Arriving onstage at Leeds in red and blue baggy sportswear and a star-spangled beanie, Eilish immediately seemed at ease, switching from the gothic flourishes of “Bury a Friend”, from her 2019 debut album When We All Fall Asleep, Where Do We Go? to post-fame fables such as “NDA” and the outstanding “Therefore I Am”, from 2021’s follow-up Happier than Ever. These spare, sinuous songs were noticeably more muscular and upbeat than on that record, on which at times Eilish sounded almost defeated by the onset of early superstardom.

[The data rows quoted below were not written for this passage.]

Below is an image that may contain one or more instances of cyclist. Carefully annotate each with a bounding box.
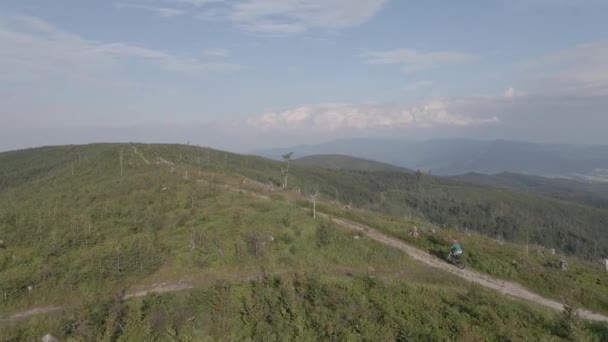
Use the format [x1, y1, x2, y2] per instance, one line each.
[450, 239, 463, 260]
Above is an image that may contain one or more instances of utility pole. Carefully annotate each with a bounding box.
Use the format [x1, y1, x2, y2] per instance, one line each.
[38, 210, 42, 242]
[119, 148, 124, 177]
[116, 246, 121, 273]
[86, 220, 91, 246]
[281, 152, 294, 189]
[311, 190, 320, 219]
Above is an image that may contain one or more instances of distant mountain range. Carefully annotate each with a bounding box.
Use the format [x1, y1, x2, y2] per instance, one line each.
[255, 138, 608, 182]
[294, 154, 412, 173]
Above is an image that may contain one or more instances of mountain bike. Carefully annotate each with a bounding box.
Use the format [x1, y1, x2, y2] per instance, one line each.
[447, 251, 465, 269]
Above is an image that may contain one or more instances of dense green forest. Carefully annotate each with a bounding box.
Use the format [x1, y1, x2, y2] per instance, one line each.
[1, 143, 608, 340]
[250, 154, 608, 259]
[452, 172, 608, 209]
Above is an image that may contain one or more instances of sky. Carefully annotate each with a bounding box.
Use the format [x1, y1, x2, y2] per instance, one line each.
[1, 0, 608, 152]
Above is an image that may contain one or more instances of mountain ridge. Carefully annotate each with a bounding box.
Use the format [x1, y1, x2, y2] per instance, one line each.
[254, 138, 608, 181]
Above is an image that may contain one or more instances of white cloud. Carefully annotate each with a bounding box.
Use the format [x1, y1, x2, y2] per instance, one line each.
[203, 47, 231, 57]
[114, 3, 186, 17]
[405, 80, 434, 92]
[519, 41, 608, 96]
[229, 0, 387, 34]
[161, 0, 225, 6]
[503, 87, 526, 98]
[0, 14, 241, 77]
[0, 13, 243, 127]
[248, 102, 499, 132]
[507, 0, 602, 8]
[115, 0, 387, 35]
[362, 48, 477, 73]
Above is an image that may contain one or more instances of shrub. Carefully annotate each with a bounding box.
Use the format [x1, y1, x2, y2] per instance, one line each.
[316, 221, 334, 247]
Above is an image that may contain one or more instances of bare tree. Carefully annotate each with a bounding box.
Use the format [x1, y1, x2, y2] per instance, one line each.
[281, 152, 294, 189]
[311, 189, 320, 219]
[86, 219, 92, 246]
[119, 148, 124, 177]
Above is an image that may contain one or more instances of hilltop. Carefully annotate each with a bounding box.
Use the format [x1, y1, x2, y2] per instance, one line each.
[1, 143, 608, 340]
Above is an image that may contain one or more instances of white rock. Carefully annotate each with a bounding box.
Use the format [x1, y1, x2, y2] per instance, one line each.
[41, 333, 59, 342]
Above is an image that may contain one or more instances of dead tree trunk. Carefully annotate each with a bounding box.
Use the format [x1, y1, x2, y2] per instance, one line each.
[281, 152, 293, 189]
[116, 246, 121, 273]
[119, 148, 124, 177]
[311, 190, 320, 219]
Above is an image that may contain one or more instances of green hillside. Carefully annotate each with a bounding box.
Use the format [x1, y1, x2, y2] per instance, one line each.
[1, 143, 608, 340]
[452, 172, 608, 209]
[248, 154, 608, 260]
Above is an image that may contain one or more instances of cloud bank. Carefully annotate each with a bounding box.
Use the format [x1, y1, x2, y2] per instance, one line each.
[248, 101, 499, 132]
[362, 48, 477, 73]
[116, 0, 388, 35]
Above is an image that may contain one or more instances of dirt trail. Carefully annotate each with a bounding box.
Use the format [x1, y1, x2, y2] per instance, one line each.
[324, 214, 608, 323]
[122, 282, 193, 300]
[0, 305, 63, 324]
[132, 146, 150, 165]
[222, 183, 608, 322]
[1, 270, 291, 324]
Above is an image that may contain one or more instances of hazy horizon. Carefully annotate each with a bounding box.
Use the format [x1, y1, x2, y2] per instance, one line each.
[4, 126, 608, 155]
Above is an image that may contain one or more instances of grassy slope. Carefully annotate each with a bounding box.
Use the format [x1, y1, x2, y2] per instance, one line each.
[0, 143, 607, 340]
[0, 145, 419, 312]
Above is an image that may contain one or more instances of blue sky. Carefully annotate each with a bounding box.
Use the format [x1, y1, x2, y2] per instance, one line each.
[1, 0, 608, 151]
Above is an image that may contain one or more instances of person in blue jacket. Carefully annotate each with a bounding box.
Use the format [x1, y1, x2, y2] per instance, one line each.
[450, 240, 463, 259]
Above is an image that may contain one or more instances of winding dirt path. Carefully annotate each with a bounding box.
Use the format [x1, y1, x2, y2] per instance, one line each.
[0, 270, 291, 324]
[132, 146, 150, 165]
[122, 282, 193, 300]
[325, 214, 608, 323]
[1, 305, 63, 323]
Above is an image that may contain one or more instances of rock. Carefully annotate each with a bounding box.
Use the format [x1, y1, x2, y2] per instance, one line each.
[410, 226, 419, 239]
[560, 257, 568, 271]
[41, 333, 59, 342]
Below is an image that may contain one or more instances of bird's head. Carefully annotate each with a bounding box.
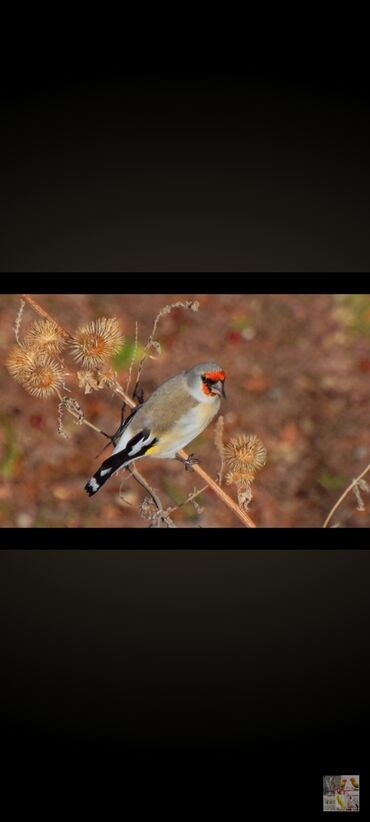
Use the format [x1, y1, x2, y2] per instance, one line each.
[186, 362, 227, 401]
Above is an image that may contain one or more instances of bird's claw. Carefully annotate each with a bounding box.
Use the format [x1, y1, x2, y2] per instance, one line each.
[176, 453, 200, 472]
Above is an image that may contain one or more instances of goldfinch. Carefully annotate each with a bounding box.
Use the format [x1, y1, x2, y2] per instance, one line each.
[85, 362, 226, 496]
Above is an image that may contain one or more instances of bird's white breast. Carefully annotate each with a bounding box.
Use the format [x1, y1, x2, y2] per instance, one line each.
[154, 399, 220, 458]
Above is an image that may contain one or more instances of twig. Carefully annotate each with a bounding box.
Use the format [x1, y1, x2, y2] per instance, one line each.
[128, 466, 175, 528]
[323, 460, 370, 528]
[21, 294, 71, 339]
[167, 484, 209, 514]
[55, 391, 110, 438]
[127, 465, 163, 512]
[20, 294, 257, 528]
[132, 299, 199, 400]
[125, 320, 138, 396]
[214, 415, 225, 485]
[14, 299, 26, 345]
[179, 453, 257, 528]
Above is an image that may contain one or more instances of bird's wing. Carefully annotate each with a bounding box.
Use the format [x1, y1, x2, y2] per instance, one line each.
[112, 404, 140, 444]
[85, 428, 158, 496]
[121, 428, 158, 460]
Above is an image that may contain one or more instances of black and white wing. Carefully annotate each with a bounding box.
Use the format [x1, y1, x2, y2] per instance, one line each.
[85, 428, 158, 496]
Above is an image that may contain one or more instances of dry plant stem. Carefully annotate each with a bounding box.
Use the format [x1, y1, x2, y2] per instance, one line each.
[128, 465, 163, 511]
[128, 466, 170, 528]
[323, 461, 370, 528]
[167, 484, 209, 514]
[20, 294, 257, 528]
[21, 294, 71, 339]
[56, 391, 107, 437]
[125, 321, 138, 395]
[178, 452, 257, 528]
[79, 418, 107, 436]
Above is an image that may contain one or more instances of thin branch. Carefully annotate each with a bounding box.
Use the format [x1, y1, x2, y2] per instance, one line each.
[21, 294, 71, 339]
[55, 391, 109, 438]
[125, 321, 138, 396]
[127, 465, 163, 512]
[127, 466, 175, 528]
[323, 460, 370, 528]
[14, 299, 26, 345]
[132, 299, 199, 400]
[214, 415, 225, 485]
[179, 453, 257, 528]
[20, 294, 257, 528]
[167, 484, 209, 514]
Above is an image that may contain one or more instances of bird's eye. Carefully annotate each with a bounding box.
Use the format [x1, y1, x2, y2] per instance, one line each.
[201, 375, 213, 387]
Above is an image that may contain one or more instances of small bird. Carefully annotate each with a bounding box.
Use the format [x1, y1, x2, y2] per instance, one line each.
[85, 362, 226, 496]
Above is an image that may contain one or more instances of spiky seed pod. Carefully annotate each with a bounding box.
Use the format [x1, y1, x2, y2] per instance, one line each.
[226, 467, 256, 485]
[70, 317, 124, 369]
[7, 346, 66, 398]
[224, 434, 267, 476]
[6, 346, 37, 384]
[24, 319, 66, 355]
[25, 353, 66, 398]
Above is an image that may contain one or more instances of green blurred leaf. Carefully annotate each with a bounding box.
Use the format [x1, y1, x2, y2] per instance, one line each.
[113, 339, 145, 371]
[0, 418, 22, 479]
[163, 479, 184, 505]
[231, 315, 251, 331]
[335, 294, 370, 336]
[319, 471, 347, 491]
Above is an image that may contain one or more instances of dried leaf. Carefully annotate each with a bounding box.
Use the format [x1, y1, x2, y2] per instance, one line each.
[237, 481, 254, 511]
[149, 339, 161, 355]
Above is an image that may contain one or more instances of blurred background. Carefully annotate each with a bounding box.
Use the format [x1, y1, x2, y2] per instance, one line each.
[1, 292, 370, 528]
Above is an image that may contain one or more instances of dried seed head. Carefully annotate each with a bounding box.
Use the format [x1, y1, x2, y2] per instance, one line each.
[224, 434, 267, 476]
[7, 346, 66, 398]
[25, 354, 66, 398]
[24, 319, 66, 355]
[6, 346, 37, 384]
[77, 366, 117, 394]
[226, 467, 256, 485]
[70, 317, 124, 368]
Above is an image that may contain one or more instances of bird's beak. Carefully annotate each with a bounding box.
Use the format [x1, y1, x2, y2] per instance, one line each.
[213, 380, 226, 399]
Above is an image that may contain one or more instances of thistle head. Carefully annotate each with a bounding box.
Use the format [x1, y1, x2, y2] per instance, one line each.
[70, 317, 124, 369]
[224, 433, 267, 480]
[6, 346, 66, 398]
[24, 319, 67, 355]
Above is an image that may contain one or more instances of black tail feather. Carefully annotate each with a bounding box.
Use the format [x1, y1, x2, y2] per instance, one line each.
[84, 430, 158, 497]
[85, 450, 130, 496]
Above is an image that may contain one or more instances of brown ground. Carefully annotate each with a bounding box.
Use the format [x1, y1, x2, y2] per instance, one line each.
[1, 293, 370, 528]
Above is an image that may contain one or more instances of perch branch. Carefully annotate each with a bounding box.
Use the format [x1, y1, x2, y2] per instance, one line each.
[177, 453, 256, 528]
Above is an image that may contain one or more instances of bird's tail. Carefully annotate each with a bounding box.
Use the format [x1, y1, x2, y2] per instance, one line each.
[85, 450, 131, 496]
[85, 428, 158, 497]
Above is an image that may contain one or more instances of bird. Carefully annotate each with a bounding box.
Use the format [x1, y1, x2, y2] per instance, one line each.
[84, 362, 226, 496]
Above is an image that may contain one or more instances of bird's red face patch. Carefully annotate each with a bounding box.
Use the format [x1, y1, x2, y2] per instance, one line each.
[201, 370, 226, 396]
[205, 370, 225, 383]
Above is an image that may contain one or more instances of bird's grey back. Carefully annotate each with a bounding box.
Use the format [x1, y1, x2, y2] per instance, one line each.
[127, 372, 198, 436]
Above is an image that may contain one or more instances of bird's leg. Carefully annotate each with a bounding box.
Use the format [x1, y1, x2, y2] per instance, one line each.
[94, 405, 126, 458]
[133, 385, 145, 405]
[120, 401, 126, 427]
[94, 427, 118, 458]
[175, 453, 200, 471]
[98, 402, 127, 455]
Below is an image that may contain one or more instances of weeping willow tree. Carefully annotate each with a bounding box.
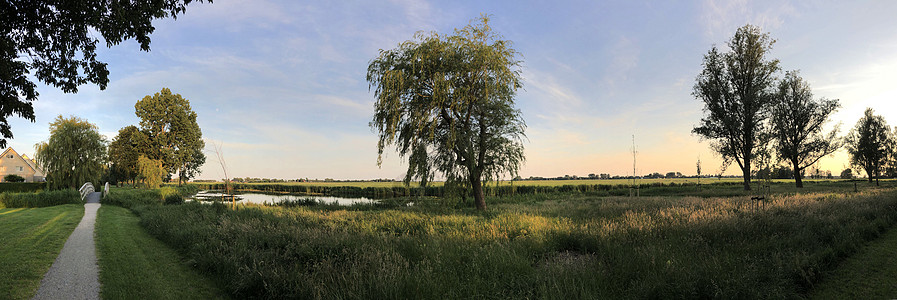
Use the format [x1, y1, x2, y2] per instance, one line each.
[367, 16, 525, 210]
[35, 115, 107, 189]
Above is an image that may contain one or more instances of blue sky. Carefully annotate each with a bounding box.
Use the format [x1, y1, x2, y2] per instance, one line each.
[9, 0, 897, 180]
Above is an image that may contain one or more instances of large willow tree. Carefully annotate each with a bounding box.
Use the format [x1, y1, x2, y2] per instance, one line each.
[367, 16, 525, 210]
[35, 115, 107, 189]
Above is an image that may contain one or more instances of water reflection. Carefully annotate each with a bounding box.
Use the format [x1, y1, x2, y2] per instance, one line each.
[189, 190, 378, 206]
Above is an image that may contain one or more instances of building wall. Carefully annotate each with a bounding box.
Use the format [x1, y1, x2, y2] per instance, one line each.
[0, 148, 38, 182]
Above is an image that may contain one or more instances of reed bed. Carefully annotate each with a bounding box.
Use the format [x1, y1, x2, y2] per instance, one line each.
[108, 187, 897, 299]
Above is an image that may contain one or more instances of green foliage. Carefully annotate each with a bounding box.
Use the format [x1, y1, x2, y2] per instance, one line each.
[95, 205, 228, 299]
[367, 16, 525, 210]
[3, 174, 25, 182]
[0, 182, 45, 193]
[840, 169, 854, 179]
[0, 205, 84, 299]
[164, 193, 185, 205]
[846, 108, 895, 184]
[103, 188, 164, 209]
[138, 155, 165, 189]
[771, 71, 841, 187]
[108, 125, 146, 185]
[135, 88, 206, 185]
[34, 115, 107, 190]
[693, 24, 780, 191]
[127, 189, 897, 298]
[0, 190, 81, 208]
[0, 0, 208, 148]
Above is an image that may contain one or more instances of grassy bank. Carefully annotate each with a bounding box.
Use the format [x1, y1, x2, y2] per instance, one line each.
[0, 205, 84, 299]
[115, 187, 897, 299]
[811, 225, 897, 298]
[96, 205, 228, 299]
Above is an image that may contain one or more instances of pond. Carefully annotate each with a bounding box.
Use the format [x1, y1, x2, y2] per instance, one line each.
[189, 190, 379, 206]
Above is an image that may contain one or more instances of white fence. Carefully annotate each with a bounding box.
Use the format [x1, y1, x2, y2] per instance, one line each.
[79, 182, 94, 201]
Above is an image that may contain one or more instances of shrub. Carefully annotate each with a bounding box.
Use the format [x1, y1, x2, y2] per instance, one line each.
[0, 182, 45, 193]
[0, 189, 81, 208]
[3, 174, 25, 182]
[164, 194, 184, 205]
[103, 188, 163, 209]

Teenage girls made up the majority of the hardcore fans. When Eilish walked towards them, a high-pitched chant of “Billie, Billie” went up. But this was as close as things got to a singalong festival gig. For a huge show, it felt almost intimate, an outdoor arena turned into a teenager’s bedroom. This was highlighted by an acoustic interlude in which Eilish’s brother and co-songwriter Finneas pulled up a stool for a superb version of the damning “Your Power”.
Unsurprisingly, the biggest cheer was for “What Was I Made For?” from the recent Barbie movie soundtrack. Eilish, who wrote her first song at 11, seems to have answered this question at a precociously young age, but she has spoken of how this particular song was born out of a recent period of creative self-doubt. Throughout the show she offered advice to her young audience, using her platform to boost them. “I hope you feel safe,” she said.
The mood was relaxed, even after a final barrage of songs that included “Bad Guy” and the thunderous heavy metal finale of “Happier than Ever”. Eilish climbed down into the pit to go walkabout with the fans, seemingly as happy to hug them as they were to get close to her.
The next day was topped off by another young headliner, Geordie rocker Sam Fender, who showcased songs from his excellent 2021 album Seventeen Going Under. As he savoured the moment, he recalled how, as an 18-year-old, he had been in the Leeds audience watching his heroes. “I remember thinking, ‘I wish I could do that as a job’.”
Both performances were a reminder that ushering in a new wave of big acts is not just about increasing diversity but crucial for the future of the music industry.